By clicking on the caption of the table the table is alphabetically ordered.
The Y-DNA SNP gives the names of the SNP-markers that characterize this branch. This first is the general name of the haplogroup. The second is the marker that indicates a major SNP in the history of this branch, e.g. as a result of founder effect, and the last characterizes the ancestor of this Jewish branch. In general, all members of this branch have these markers. In case the last it yet known, a kitnumber at ftdna is used.
The # of persons indicates the number of persons in semargl that are within the defined distance from the modal. It is therefor independant of the membership of specific projects in ftdna or ysearch. It gives a good indication of the present ratio of the people that are tested. Since the testing percentages in the U.S., Israel and other countries are not equal, it does not represent a correct ratio of the different branches. The ratios within the Ashkenazi are probably fairly correct, since the specific haplogroups within this group do no give a expected systematic effect.

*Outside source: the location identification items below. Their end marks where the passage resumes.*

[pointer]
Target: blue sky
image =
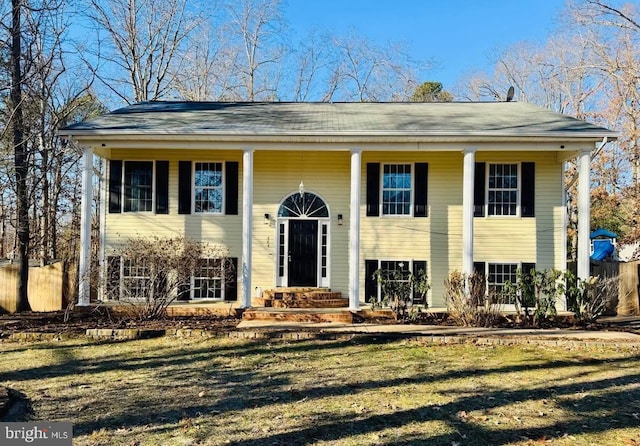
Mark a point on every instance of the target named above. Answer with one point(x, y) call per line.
point(459, 35)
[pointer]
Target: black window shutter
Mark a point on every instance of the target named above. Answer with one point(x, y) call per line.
point(184, 291)
point(231, 285)
point(479, 190)
point(370, 283)
point(420, 208)
point(115, 186)
point(419, 270)
point(373, 189)
point(480, 269)
point(162, 187)
point(528, 190)
point(113, 277)
point(231, 188)
point(184, 187)
point(527, 267)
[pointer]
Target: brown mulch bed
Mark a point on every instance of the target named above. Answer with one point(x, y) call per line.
point(79, 322)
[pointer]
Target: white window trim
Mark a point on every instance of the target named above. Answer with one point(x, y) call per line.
point(193, 188)
point(518, 193)
point(123, 187)
point(121, 283)
point(192, 289)
point(412, 190)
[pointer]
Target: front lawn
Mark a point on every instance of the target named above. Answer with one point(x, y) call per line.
point(368, 390)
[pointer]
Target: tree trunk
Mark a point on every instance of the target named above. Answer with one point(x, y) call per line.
point(20, 159)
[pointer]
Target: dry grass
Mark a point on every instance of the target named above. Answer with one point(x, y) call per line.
point(365, 391)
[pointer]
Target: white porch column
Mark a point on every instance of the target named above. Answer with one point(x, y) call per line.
point(469, 169)
point(354, 231)
point(247, 225)
point(584, 213)
point(84, 281)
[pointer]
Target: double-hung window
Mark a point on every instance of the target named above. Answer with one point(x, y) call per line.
point(136, 279)
point(396, 273)
point(138, 186)
point(504, 189)
point(499, 275)
point(208, 188)
point(208, 280)
point(396, 189)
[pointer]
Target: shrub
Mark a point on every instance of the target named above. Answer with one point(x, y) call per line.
point(467, 302)
point(397, 287)
point(158, 270)
point(535, 294)
point(590, 298)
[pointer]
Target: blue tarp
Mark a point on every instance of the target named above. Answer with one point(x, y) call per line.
point(602, 233)
point(602, 249)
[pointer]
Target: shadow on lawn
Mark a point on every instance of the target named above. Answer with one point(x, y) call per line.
point(245, 386)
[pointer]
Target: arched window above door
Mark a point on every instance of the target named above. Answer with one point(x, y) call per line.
point(306, 205)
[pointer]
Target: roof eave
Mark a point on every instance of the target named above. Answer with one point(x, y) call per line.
point(347, 137)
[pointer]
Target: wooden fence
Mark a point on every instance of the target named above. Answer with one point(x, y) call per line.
point(46, 287)
point(628, 294)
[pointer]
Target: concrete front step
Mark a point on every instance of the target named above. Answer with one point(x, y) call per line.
point(298, 315)
point(302, 298)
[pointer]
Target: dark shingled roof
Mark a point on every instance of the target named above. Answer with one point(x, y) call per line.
point(500, 119)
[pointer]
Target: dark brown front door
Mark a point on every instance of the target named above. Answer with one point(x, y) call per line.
point(303, 253)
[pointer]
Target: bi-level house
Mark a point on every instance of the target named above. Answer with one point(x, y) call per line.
point(323, 194)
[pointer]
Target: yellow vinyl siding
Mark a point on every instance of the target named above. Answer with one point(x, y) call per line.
point(537, 240)
point(436, 238)
point(215, 229)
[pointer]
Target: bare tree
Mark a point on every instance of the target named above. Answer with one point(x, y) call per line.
point(21, 171)
point(146, 37)
point(364, 72)
point(256, 30)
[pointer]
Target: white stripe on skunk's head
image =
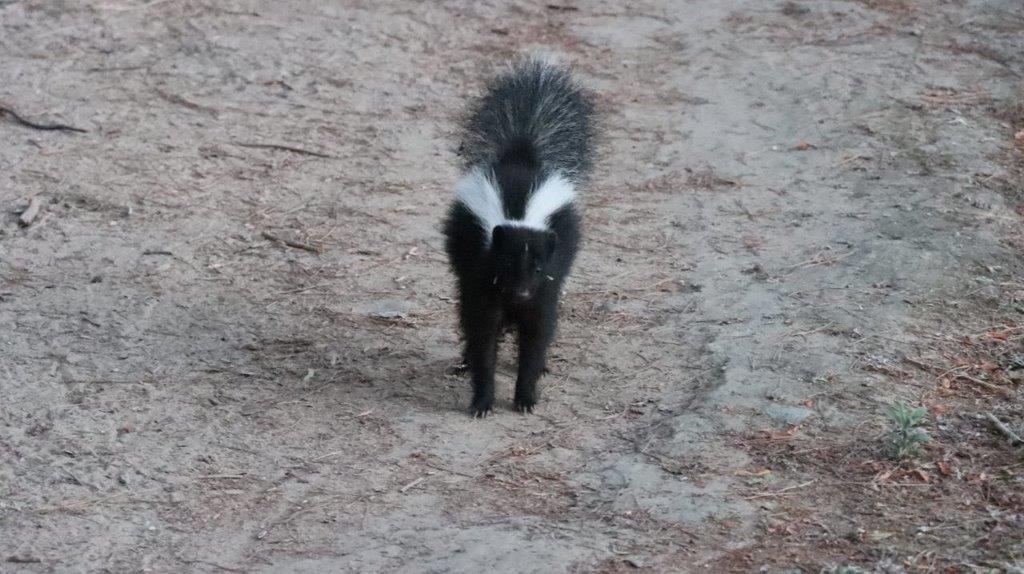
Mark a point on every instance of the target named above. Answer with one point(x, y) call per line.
point(478, 192)
point(553, 194)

The CE of ancestor is the year of the shared ancestor as based on the STR variability CE is the abbreviation of Common Era. The indicated range is the 95% error range as described in the Data section.

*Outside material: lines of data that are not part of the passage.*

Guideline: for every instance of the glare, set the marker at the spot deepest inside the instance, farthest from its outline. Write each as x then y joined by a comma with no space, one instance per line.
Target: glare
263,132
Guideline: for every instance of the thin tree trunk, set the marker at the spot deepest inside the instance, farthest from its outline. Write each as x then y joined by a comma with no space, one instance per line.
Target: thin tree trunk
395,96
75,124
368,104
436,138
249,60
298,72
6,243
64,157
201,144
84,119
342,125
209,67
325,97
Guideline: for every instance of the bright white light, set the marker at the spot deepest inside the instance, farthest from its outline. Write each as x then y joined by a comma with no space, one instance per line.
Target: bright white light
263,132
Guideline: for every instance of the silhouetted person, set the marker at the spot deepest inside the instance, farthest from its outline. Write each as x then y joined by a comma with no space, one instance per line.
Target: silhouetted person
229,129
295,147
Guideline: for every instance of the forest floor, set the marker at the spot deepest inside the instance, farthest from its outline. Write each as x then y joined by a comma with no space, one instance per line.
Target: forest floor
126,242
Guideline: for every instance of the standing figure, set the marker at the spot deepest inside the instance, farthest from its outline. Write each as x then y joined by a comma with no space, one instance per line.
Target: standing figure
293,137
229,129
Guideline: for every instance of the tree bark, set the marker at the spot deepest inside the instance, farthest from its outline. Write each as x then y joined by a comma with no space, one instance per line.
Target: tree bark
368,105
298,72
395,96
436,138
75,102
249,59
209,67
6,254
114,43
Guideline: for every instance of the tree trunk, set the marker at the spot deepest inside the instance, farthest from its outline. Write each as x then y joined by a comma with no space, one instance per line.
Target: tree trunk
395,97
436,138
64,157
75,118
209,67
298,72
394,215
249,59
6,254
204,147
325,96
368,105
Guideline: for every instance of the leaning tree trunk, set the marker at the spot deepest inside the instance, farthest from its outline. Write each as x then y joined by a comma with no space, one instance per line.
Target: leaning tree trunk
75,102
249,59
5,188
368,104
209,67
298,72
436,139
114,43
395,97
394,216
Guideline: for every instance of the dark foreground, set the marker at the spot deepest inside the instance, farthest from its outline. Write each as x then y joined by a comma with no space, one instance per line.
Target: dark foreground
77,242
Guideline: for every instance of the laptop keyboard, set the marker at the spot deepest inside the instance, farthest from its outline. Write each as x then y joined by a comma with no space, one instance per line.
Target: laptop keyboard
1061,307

The most likely origin indicates the most likely origin. The following abbreviations are used: ME = Middle East, Ib = Iberia, Med = Mediterranean, E-Eur = East Europe, C-Eur = Central Europe.
In case more than one indication is given, e.g. ME - Ib, it means that we have both an indication that the line was in the Middle East and an indicatin that it was later in Iberia.

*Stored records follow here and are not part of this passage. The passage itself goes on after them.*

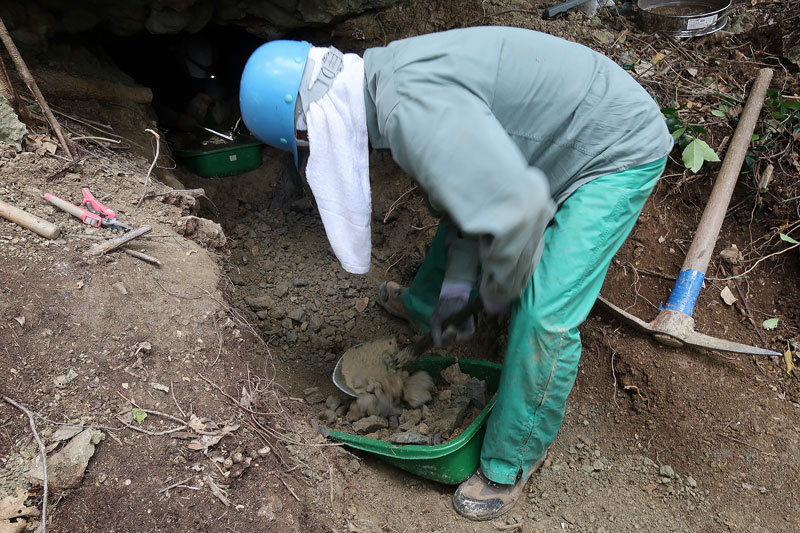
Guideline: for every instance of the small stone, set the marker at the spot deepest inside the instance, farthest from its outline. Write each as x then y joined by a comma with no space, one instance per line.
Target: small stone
333,402
361,304
159,386
315,398
266,512
281,289
328,416
476,392
454,376
370,424
120,287
354,413
296,314
259,303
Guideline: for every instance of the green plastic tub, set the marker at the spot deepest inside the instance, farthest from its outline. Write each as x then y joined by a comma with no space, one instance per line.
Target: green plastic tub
451,462
239,156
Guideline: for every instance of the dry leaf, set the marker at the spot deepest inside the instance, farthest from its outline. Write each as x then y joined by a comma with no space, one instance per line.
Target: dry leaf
727,296
731,254
204,443
14,506
216,491
66,432
196,424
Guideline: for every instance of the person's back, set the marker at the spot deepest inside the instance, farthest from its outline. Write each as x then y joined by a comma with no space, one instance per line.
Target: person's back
573,113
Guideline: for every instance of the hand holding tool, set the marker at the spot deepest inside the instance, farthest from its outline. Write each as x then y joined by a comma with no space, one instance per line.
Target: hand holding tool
408,354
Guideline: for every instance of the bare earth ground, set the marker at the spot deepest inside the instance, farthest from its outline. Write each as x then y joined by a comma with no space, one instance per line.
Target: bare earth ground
655,438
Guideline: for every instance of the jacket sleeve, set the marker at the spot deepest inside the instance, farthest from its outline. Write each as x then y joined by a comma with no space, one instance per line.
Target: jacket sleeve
451,143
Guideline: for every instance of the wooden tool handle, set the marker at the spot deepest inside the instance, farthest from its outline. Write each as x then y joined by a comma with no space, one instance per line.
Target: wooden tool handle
702,247
37,225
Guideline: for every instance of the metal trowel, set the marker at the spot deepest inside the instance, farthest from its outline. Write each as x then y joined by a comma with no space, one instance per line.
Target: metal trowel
399,359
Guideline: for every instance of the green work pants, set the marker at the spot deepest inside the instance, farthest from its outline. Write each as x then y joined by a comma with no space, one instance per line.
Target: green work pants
544,344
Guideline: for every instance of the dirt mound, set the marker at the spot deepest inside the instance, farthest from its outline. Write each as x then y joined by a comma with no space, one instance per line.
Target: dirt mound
196,370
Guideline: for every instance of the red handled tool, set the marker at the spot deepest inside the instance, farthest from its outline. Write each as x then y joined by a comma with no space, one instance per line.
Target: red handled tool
97,215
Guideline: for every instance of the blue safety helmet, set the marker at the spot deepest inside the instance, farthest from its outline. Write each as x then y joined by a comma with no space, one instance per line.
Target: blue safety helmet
268,92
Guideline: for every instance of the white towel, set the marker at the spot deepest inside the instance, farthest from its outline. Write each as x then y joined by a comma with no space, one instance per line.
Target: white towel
338,163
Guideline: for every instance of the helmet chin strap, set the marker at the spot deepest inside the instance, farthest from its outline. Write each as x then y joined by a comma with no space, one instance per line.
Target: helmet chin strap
332,64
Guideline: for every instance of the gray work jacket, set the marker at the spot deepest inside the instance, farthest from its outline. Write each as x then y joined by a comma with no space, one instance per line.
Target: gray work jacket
500,125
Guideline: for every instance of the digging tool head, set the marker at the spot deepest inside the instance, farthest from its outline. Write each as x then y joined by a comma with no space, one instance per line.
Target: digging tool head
676,329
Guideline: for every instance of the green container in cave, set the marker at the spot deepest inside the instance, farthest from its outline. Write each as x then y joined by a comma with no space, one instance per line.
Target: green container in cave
451,462
239,156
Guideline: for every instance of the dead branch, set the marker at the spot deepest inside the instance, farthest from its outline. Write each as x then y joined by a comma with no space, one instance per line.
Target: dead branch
43,523
7,90
112,244
155,158
22,68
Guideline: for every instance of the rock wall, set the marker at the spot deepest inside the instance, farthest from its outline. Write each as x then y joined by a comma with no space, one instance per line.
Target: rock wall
34,20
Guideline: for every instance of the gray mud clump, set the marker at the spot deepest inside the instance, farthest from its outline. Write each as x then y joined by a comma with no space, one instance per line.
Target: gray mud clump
414,409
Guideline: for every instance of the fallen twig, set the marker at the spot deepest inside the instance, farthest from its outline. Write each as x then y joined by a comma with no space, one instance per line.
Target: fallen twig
43,522
149,170
396,203
172,391
165,489
116,242
26,76
216,491
289,489
143,257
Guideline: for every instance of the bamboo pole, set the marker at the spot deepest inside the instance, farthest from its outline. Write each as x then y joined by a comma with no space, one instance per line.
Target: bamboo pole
22,68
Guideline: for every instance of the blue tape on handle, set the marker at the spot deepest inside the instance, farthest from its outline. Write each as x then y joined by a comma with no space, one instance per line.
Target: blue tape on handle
684,293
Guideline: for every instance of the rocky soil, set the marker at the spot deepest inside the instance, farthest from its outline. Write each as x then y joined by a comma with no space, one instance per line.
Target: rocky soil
228,346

The quality of origin gives an impression of the quality of the most likely origin.
A S M G I R C indicates if the branch members are Ashkenazi, Sephardic, Mizrahi, Samaritan, Iberian Romaniote and Mountain (Caucasus) Jew along their male line. In case of doubt, it is not reported. Separated tables are present with some extra information: the Ashkenazi table, the Sephardic table, the Mizrahi table, the Romaniote table, the Mountain Jew table and the the Samaritan table. In the case an Ashkenazi branch has a parallel branch, who has a shared ancestor that is more recent than 1500 ybp (based on SNP NGS measurement), and has Iberian descendants, it is reported as Sephardic at the moment. It fits history that a Jewish ancestor in Iberia can have Sephardic, Ashkenazi and converso descendants. In case a Sephardic branch has a similar parallel branch with Iberian non-Jewish descendants, it is most likely a converso line. This is not yet indicated in the table.